Famous Female Firsts
Throughout the ages women have defied the odds and subverted gender stereotypes to make their marks. Female pioneers have made several valuable contributions to various fields and have paved the way for future generations. Here are some famous firsts by women -
Mary Katherine Goddard and her widowed mother become publishers of the Providence Gazette newspaper and the annual West's Almanack, making her the first woman publisher in America. In 1775, Goddard became the first woman postmaster in the country (in Baltimore), and in 1777 she became the first printer to offer copies of the Declaration of Independence that included the signers' names. In 1789 Goddard opened a Baltimore bookstore, probably the first woman in America to do so.
Heads Of State
In 1960 Sirivamo Bandaranaike of Sri Lanka became the world's first female elected Prime Minister and in 1974 Isabel Perón of Argentina became the first woman President - one woman had been Acting Head of Government and two women Acting Heads of State before that. Today the only two countries, which have never had a female member of government in at least a sub-ministerial position, are Monaco and Saudi Arabia. The Vatican has got one Assistant Vice-Minister. In 1999, Sweden became the first country to have more female ministers than male - 11 women and 9 men.
In 1903 Marie Curie became the first female Nobel Laureate who was awarded the prize in Physics in recognition of the extraordinary services she rendered in research on the radiation phenomena discovered by Professor Henri Becquerel. In 1911 she was Nobel Laureate in Chemistry in recognition of her services to the advancement of chemistry by the discovery of the elements radium and polonium, by the isolation of radium and the study of the nature and compounds of this remarkable element. Women have been winning Nobel Prizes ever since. In fact, one woman, Bertha von Suttner was influential in convincing Alfred Nobel to establish a Prize for Peace.
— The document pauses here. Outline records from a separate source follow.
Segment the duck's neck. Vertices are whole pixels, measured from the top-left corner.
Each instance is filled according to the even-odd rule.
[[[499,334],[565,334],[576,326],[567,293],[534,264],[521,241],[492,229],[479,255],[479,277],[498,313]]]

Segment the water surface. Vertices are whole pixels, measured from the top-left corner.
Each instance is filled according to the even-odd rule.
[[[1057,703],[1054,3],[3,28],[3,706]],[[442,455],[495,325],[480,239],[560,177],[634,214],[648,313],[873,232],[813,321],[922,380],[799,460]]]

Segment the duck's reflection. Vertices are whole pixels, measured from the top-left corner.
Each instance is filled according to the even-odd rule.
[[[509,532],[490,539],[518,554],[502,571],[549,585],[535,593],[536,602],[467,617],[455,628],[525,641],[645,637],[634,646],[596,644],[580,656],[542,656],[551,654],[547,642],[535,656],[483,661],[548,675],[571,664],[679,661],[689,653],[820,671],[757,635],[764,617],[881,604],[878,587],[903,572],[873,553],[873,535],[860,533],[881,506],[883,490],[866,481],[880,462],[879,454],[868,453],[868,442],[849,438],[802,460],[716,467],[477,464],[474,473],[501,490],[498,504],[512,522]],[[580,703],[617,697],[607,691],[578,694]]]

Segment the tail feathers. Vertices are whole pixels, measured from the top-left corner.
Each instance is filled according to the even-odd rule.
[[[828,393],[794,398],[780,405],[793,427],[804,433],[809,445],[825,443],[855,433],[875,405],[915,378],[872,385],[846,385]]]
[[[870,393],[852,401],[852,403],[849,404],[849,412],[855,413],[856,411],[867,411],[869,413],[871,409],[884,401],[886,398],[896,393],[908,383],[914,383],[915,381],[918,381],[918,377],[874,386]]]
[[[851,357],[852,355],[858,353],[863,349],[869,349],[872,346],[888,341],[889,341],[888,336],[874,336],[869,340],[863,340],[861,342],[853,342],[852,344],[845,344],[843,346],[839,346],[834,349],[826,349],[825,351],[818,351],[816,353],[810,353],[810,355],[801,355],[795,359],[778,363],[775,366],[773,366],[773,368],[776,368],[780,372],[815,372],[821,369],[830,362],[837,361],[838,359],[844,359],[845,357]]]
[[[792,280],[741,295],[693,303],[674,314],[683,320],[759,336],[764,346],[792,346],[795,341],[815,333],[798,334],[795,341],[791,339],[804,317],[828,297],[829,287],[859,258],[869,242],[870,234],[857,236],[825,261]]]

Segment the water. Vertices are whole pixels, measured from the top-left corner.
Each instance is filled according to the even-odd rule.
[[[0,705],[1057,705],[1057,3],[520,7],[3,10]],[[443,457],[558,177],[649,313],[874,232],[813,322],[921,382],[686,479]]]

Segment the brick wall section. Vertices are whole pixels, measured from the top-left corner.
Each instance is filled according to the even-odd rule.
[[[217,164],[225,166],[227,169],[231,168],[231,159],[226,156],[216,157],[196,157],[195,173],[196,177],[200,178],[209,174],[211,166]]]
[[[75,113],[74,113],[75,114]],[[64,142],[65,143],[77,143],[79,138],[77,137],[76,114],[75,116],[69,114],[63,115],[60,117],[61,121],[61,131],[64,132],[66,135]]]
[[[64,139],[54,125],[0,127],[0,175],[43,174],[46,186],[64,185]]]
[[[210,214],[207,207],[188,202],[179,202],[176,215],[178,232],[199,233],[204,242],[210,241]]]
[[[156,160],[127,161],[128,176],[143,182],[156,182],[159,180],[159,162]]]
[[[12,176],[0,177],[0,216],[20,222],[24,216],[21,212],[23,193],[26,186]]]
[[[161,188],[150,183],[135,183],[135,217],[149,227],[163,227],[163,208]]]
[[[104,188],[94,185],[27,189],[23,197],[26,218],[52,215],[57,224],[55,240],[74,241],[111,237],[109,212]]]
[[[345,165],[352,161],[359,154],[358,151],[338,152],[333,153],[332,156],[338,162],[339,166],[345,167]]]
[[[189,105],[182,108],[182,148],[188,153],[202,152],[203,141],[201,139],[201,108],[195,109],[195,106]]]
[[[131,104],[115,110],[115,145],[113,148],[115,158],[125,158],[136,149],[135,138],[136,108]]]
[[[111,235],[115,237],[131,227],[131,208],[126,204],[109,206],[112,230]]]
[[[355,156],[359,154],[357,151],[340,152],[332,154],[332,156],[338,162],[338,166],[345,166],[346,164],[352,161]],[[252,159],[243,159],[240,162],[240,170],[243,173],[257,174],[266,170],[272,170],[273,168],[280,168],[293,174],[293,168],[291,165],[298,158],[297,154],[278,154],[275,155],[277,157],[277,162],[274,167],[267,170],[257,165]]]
Women have won Prizes in all categories with the exception of Economics.
THE FIRST BANK NOTES
In the 10th century, coins in China were so heavy and worth so little that people preferred to leave them with merchants and use the handwritten receipts the merchants gave them instead. In the 11th century, the Chinese government took over and began to issue printed receipts with fixed values. These were the first bank notes. The idea caught on in Europe in the 17th century, and Europe’s first printed notes appeared in Sweden in 1661.
THE FIRST `SILVER GHOST’
Charles Rolls and Henry Royce made one of their first cars in 1906, and the sheer quality of their craftsmanship earned the vehicle the description of “the best car in the world.” Its ghost-like quietness and shiny aluminum body suggested the name “Silver Ghost.” The car boasted a folding windscreen for rear seat passengers, a hand brake, and the now famous mascot on the front, called “Spirit of Ecstasy.”